Niezalezna.pl quoted opposition contender Rafał Trzaskowski as saying that the project should be pushed back “by two to three years” amid the COVID-19 pandemic, while the funds set aside for the project should be spent to benefit those losing their jobs as a result of the coronavirus crisis.
“I talk with people and know what's most important to them, and that's why I say: let's delay this project by two or three years until the Covid-19 epidemic is over, and let's give this money to … all those who may find themselves losing their jobs; let's spend this money on bonuses for nurses, doctors … let's give it to hospitals,” Trzaskowski has said, according to niezalezna.pl.
Asked whether the project could benefit the economy, Trzaskowski replied that decision makers should focus on infrastructure projects that create many more jobs, including projects carried out by local governments, niezalezna.pl reported.
"The project to cut through the Vistula Spit, as a result of which hundreds, if not thousands, of trees are being cut down, is not the kind of project that drives the economy," Trzaskowski said, according to the website.
New canal will boost Poland’s sovereignty: president
Meanwhile, at the end of last month work began to build a manmade island in the Vistula Lagoon as part of the waterway project, niezalezna.pl reported.
Poland’s president said at the end of last month that the new shipping canal to the Baltic Sea near Russia’s Kaliningrad region would help strengthen his country’s sovereignty.

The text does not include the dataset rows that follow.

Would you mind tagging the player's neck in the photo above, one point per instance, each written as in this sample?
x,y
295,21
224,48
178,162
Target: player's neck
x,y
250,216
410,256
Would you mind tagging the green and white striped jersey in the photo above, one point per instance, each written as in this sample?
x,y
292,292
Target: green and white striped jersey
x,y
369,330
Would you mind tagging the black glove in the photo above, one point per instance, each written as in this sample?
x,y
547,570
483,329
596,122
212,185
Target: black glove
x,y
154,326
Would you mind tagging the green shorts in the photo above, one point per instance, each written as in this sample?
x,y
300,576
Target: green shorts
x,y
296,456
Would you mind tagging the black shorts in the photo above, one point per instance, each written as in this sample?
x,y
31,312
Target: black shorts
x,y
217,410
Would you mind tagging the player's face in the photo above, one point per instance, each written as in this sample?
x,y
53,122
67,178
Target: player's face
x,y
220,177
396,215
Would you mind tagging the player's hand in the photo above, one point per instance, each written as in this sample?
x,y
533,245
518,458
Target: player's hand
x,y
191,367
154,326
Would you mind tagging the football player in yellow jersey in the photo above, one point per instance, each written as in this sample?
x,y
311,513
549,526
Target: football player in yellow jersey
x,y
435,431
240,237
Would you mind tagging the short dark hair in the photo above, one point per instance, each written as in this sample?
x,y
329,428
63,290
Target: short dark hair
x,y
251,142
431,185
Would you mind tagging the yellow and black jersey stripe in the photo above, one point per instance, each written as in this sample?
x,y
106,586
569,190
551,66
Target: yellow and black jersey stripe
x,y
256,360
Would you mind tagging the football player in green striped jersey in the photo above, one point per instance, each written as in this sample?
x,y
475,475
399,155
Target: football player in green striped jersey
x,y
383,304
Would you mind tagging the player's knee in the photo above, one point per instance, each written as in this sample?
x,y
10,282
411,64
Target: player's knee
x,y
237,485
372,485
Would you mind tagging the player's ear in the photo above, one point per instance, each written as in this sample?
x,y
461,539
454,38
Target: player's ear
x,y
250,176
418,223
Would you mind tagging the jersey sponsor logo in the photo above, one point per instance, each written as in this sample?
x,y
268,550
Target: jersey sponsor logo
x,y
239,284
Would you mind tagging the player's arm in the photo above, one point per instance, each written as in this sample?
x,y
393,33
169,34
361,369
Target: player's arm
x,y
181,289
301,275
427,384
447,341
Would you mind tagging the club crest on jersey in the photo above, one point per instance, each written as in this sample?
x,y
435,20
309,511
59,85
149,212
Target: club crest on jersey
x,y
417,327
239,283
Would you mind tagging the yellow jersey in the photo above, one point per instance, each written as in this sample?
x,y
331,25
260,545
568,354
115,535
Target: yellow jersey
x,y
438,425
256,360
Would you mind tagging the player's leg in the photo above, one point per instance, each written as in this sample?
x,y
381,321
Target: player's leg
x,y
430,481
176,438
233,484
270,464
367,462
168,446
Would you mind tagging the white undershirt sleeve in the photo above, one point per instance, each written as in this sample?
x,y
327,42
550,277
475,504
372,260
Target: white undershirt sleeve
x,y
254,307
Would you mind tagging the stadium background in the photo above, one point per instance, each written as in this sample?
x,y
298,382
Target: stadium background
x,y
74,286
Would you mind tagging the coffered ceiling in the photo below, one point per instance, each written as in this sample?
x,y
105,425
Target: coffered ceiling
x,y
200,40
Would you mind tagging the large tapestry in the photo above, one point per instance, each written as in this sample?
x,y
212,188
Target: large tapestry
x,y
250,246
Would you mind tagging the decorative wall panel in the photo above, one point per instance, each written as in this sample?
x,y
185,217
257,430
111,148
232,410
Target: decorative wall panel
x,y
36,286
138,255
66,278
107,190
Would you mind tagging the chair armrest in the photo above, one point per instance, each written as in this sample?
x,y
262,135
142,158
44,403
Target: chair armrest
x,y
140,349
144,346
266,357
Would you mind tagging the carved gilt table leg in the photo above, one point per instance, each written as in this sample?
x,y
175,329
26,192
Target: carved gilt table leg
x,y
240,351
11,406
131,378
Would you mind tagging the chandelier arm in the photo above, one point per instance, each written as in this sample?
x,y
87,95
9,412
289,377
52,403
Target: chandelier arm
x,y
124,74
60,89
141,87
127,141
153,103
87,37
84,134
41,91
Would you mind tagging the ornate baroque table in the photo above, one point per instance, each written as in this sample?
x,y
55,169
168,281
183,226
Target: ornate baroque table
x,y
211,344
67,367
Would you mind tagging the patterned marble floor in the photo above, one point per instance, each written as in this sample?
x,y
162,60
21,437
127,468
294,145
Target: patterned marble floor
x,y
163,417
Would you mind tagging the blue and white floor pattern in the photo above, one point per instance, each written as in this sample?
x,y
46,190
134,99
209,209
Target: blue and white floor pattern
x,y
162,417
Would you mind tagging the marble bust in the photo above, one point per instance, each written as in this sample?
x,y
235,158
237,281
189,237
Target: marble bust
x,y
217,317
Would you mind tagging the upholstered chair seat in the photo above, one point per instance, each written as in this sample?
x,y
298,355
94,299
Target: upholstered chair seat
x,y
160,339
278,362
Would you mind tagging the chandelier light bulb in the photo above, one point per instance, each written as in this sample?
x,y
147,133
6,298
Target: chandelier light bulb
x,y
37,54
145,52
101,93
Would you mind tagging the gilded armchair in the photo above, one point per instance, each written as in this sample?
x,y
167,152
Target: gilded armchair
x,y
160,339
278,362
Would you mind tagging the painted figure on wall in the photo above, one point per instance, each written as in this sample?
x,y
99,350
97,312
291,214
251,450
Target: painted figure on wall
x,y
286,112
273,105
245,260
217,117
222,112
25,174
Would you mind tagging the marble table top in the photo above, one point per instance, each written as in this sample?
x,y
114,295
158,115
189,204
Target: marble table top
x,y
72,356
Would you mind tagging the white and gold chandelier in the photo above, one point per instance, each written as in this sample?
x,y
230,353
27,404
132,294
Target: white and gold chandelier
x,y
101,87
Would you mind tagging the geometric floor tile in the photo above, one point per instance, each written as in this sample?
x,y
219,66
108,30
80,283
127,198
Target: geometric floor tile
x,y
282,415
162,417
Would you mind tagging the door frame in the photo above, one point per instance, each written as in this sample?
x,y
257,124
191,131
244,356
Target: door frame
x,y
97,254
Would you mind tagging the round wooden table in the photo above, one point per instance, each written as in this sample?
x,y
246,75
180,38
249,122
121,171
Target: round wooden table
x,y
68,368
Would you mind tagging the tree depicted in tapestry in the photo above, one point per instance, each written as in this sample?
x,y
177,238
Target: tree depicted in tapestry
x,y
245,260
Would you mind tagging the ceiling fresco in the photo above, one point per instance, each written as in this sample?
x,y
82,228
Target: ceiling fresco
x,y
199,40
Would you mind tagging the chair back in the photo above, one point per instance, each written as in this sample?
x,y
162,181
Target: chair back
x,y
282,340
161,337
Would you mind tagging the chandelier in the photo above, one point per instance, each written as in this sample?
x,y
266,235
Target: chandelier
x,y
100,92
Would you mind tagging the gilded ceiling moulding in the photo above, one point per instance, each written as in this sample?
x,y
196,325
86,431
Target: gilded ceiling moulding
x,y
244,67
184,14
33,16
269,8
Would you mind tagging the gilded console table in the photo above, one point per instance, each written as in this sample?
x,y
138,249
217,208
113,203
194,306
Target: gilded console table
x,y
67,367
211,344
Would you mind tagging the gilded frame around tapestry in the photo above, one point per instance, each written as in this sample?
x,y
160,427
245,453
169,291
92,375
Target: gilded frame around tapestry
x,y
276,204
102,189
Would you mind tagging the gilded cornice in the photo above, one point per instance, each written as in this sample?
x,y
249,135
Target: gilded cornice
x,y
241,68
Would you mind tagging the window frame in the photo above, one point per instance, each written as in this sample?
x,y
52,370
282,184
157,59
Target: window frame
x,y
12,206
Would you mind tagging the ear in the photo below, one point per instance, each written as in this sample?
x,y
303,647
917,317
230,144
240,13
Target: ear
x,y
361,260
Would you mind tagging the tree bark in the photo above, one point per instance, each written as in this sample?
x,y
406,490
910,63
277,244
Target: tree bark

Speaking at the site of the planned new waterway in the north of the country, President Andrzej Duda said that the project “will help strengthen Poland’s sovereignty and enhance its independence and freedom.”
“We will no longer have to ask the Russians … but will have our own waterway,” he added.
Duda told reporters that Poland was determined to push ahead with large infrastructure projects such as the new canal as it emerges from the coronavirus pandemic.
“We will not discontinue, limit, scale back or abandon” such projects because they are a driver of growth in the time of the coronavirus crisis, Duda said.
Strategic passage near Russian border
The Polish government in October inked a huge deal with a consortium of private firms to dig the strategic canal between the Vistula Lagoon and the Bay of Gdańsk.
Under the deal, a Polish-Belgian consortium is expected to build the new waterway for PLN 992 million (EUR 230 million, USD 252 million) by 2022.
The new waterway between the Vistula Lagoon and the Bay of Gdańsk will be around 1.3 kilometres long and five metres deep, officials have said.
It will be built by digging through the Vistula Spit, a narrow strip of land that separates the bay from the lagoon on Polish territory.
The aim is to allow deep-draft vessels to enter Poland’s Elbląg seaport without passing through the Strait of Baltiysk in Russia's Kaliningrad exclave.
The plan to build the canal requires the construction of 22.8 kilometres of new water routes, an artificial island and civil engineering and road infrastructure.
Officials have estimated the total cost of the project at almost PLN 2 billion.
Poland’s ruling party head Jarosław Kaczyński said in October 2018 that the planned new canal near the Russian border would help enhance his country’s military as well as economic sovereignty.
Kaczyński, who leads Poland’s governing Law and Justice party, said in September 2018 that the plan to build the canal showed that Russia, Poland’s former communist-era overlord, could no longer dictate to Warsaw what to do.
Work on track despite Russian ire: gov’t minister
A government minister warned at the end of last month that Russia would try to throw a spanner in the works as Poland presses ahead with efforts to dig the strategic canal.
The massive project is now in its first stage and “is not threatened despite the fact that Russia will be bending over backwards to block it,” Maritime Affairs and Inland Navigation Minister Marek Gróbarczyk told public broadcaster Polish Radio.
Poland’s president and prime minister last month urged stepped-up investment in Europe to stimulate economies and help them recover from the coronavirus pandemic.